Taking the direct route by curating this digital infantry for Sid Lee to tap into was well-timed, Cesvet says. The pandemic has accelerated the need for lateral thinking across the consumer journey and these strategic moves were thankfully already in place, he says.

“Every year there’s talk of transformation. But this year, it really arrived. Nobody, no client, no creative, is going to argue that digital transformation is not here,” says Cesvet. “There’s a requirement now in terms of strategy and I think that shift was important.”

The world of brand-building that Sid Lee comes from is focused on the long-term, he says. “But the current crisis is forcing clients to have a more immediate perspective on their business.”

But that doesn’t mean brands aren’t looking to agencies to help them with the long game. “Our secret sauce as an industry is that we have a cool relationship with the future, after all. We can look beyond the next year, the next quarter,” says Cesvet. However, clients require results now, which Sid Lee has become better at doing with the help of Bimm. “These guys live in the world of measurement and outcomes.”

As for the perks of linking arms with Haigo and Digital Kitchen, Cesvet says that the former shop, a creative experiences company, understands how to make “digital live” and complements Sid Lee’s own immersive capabilities. The two shops also recently worked together on an opening title sequence for the show Godfather of Harlem, which screams of Sid Lee’s edgy signature aesthetic and led to the agency’s first Emmy award win this year. Haigo is new to the agency, but Cesvet says it’s so far helping to up Sid’s game on the UX and UI design front.

Even with six offices across North America and Europe, Sid Lee has prided itself in creating a “borderless community.” But there’s always room for improvement when it comes to communication and collaboration, which Cesvet says the pandemic has no doubt accelerated.

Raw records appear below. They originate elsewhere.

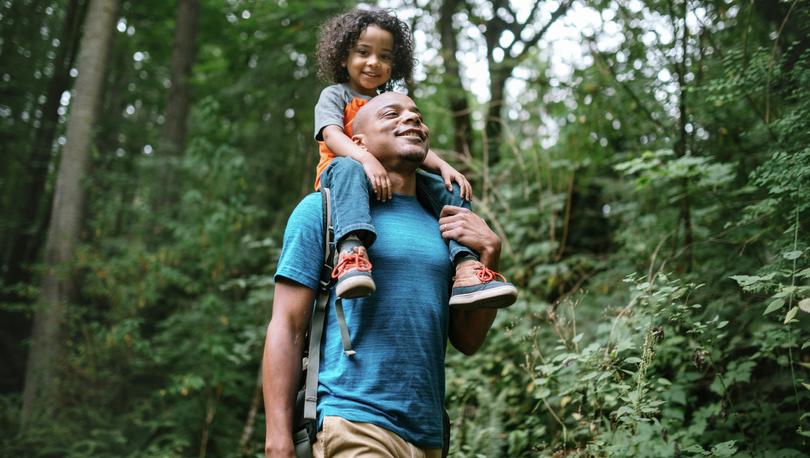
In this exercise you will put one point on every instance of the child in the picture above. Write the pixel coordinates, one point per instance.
(365, 52)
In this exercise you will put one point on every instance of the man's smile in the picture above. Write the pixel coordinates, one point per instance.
(412, 132)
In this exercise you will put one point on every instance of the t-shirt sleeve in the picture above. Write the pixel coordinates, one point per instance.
(302, 250)
(329, 109)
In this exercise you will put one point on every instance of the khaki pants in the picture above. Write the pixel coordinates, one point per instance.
(342, 438)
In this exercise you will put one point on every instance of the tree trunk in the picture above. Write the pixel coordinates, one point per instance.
(177, 102)
(34, 208)
(497, 77)
(456, 95)
(63, 229)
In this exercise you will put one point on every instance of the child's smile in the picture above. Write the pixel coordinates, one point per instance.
(370, 60)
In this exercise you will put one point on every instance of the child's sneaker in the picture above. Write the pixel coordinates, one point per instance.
(353, 274)
(476, 286)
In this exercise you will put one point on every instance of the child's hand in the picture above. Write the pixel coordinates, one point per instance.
(378, 177)
(449, 175)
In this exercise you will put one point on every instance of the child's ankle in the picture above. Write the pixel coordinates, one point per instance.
(463, 258)
(349, 243)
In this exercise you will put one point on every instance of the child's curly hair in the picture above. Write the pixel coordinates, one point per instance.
(340, 34)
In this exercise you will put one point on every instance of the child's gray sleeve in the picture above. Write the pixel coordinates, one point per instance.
(329, 109)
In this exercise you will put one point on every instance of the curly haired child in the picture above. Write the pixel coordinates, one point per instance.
(363, 53)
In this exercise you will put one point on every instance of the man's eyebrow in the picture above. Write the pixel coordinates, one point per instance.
(397, 106)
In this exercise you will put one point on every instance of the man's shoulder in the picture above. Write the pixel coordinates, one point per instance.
(308, 209)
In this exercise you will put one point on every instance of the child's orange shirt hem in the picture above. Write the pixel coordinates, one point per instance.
(325, 153)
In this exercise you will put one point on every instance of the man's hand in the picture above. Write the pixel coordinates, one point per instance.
(378, 177)
(450, 174)
(470, 230)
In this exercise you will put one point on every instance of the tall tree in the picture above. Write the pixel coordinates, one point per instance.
(178, 100)
(508, 43)
(457, 96)
(183, 53)
(65, 221)
(34, 204)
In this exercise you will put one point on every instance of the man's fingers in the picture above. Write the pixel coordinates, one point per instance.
(450, 210)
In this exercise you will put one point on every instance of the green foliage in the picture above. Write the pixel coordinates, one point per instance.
(664, 273)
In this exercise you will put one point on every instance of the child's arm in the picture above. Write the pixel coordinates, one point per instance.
(433, 163)
(340, 144)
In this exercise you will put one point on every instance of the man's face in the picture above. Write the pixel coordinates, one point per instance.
(392, 129)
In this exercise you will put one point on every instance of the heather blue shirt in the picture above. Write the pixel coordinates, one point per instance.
(396, 379)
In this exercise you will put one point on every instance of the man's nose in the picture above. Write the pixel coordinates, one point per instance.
(411, 117)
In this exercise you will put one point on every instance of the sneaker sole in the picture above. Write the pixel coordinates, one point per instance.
(354, 287)
(494, 298)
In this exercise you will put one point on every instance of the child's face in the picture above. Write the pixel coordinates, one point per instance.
(370, 60)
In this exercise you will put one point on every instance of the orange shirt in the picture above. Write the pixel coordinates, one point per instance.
(326, 154)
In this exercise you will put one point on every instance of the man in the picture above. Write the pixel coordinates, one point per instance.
(387, 399)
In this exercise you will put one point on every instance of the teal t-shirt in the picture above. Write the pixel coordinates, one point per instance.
(396, 378)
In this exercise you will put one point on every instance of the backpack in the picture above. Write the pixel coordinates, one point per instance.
(305, 425)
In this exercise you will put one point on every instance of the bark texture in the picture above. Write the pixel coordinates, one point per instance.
(456, 95)
(65, 222)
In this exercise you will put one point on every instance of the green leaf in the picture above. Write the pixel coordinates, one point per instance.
(791, 314)
(804, 305)
(746, 280)
(623, 410)
(791, 255)
(774, 306)
(724, 449)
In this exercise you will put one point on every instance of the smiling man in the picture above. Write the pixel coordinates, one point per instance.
(387, 399)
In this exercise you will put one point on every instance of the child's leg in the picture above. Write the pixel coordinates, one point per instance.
(432, 193)
(475, 285)
(354, 230)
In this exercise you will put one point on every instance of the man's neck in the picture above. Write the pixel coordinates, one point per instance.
(403, 183)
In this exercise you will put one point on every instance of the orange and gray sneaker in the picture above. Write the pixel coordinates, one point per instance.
(476, 286)
(353, 274)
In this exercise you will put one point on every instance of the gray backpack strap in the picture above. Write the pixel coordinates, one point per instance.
(344, 330)
(319, 313)
(302, 444)
(314, 358)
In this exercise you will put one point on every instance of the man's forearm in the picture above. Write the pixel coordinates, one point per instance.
(432, 162)
(281, 366)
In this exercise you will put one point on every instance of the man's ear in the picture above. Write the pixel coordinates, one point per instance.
(359, 140)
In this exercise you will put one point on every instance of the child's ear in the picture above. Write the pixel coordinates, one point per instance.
(359, 140)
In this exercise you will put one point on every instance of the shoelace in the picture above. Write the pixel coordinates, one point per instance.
(485, 274)
(353, 260)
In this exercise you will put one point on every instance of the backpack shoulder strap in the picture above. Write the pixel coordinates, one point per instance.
(318, 314)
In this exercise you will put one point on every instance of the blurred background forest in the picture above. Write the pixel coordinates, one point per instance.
(647, 163)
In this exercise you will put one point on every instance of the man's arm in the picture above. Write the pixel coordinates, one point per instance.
(468, 329)
(281, 363)
(433, 163)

“For me, personally, I would spend most of my time on planes going to all of our offices around the world,” he says. “But now I find that I engage much more in the moment, in a much more sustained fashion with these companies. I find that COVID is making this collaboration so much easier.”

Proof of Sid Lee’s creative excellence also comes in the form of a Best of Show “M” award, which it picked up at the 2020 Marketing Awards in the summer for its “CN 100” project. That same work went on to grab a Design Best of Discipline prize at Quebec’s inaugural Idea Awards in September – Sid Lee actually won four of the six top prizes that night, all campaigns that it entered and got top marks in strategy’s AOY.

That cross-discipline haul speaks to another ingredient in Sid Lee’s secret sauce.

According to Cesvet, “It goes back to our diversity. From day one, we’ve always pushed boundaries. The way we define our business is that we are a creative community that uses storytelling, technology and design to create what matters. That’s basically our M.O.”

“Having those different points of view, and basically trying to cross-pollinate within the business [by bringing in new companies], I’d say that’s a part of our success.”

New key business: Neutrogena, Apple, Yves Rocher, The Canadian Cancer Society, Pyscho Bunny.